Structure and immunogenicity of alternative forms of the simian immunodeficiency virus gag protein expressed using Venezuelan equine encephalitis virus replicon particles

Abstract

Venezuelan equine encephalitis virus replicon particles (VRP) were engineered to express different forms of SIV Gag to compare expression in vitro, formation of intra- and extracellular structures and induction of humoral and cellular immunity in mice. The three forms examined were full-length myristylated SIV Gag (Gag myr+), full-length Gag lacking the myristylation signal (Gag myr−) or a truncated form of Gag myr− comprising only the matrix and capsid domains (MA/CA). Comparison of VRP-infected primary mouse embryo fibroblasts, mouse L929 cells and primate Vero cells showed comparable expression levels for each protein, as well as extracellular virus-like particles (VRP-Gag myr+) and distinctive cytoplasmic aggregates (VRP-Gag myr−) with each cell type.
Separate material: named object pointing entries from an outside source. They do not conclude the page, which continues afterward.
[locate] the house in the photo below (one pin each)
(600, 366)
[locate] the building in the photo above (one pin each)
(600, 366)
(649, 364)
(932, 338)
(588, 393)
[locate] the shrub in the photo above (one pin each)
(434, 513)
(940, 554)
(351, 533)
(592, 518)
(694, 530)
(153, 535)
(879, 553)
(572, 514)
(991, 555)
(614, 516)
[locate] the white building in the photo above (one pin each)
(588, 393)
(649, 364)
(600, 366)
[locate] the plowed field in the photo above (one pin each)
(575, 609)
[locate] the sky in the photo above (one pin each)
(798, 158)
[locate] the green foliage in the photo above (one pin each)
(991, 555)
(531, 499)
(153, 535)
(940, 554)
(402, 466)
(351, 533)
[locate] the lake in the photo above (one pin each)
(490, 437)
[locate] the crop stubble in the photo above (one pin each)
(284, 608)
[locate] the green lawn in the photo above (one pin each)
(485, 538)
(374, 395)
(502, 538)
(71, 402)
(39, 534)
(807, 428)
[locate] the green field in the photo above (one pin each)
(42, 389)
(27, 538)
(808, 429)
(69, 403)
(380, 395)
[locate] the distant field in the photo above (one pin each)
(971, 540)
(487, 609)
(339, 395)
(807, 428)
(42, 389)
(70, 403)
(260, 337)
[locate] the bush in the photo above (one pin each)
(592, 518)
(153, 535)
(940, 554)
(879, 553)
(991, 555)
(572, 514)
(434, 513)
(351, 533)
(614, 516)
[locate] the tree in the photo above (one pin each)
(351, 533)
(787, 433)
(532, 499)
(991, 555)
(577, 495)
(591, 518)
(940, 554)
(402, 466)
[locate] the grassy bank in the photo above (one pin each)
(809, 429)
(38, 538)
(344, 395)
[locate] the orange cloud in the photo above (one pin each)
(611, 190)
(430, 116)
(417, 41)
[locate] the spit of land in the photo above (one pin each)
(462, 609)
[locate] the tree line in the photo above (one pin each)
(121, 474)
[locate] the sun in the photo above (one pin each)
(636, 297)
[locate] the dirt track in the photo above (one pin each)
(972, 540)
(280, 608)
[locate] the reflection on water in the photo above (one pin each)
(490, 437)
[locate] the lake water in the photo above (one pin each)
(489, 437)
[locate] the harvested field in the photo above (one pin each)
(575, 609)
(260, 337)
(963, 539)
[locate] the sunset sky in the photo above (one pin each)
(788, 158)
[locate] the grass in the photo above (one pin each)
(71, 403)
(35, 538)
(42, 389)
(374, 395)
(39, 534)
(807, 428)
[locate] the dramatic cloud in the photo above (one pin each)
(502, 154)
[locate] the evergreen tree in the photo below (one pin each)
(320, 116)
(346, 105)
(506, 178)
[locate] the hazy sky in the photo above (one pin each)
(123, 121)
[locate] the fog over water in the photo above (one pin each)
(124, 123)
VRP were used to immunize BALB/c mice, and immune responses were compared using an interferon (IFN)-γ ELISPOT assay and a serum antibody ELISA. Although all three VRP generated similar levels of IFN-γ-producing cells at 1 week post-boost, at 10 weeks post-boost the MA/CA-VRP-induced response was maintained at a significantly higher level relative to that induced by Gag myr+-VRP. Antibody responses to MA/CA-VRP and Gag myr+-VRP were not significantly different.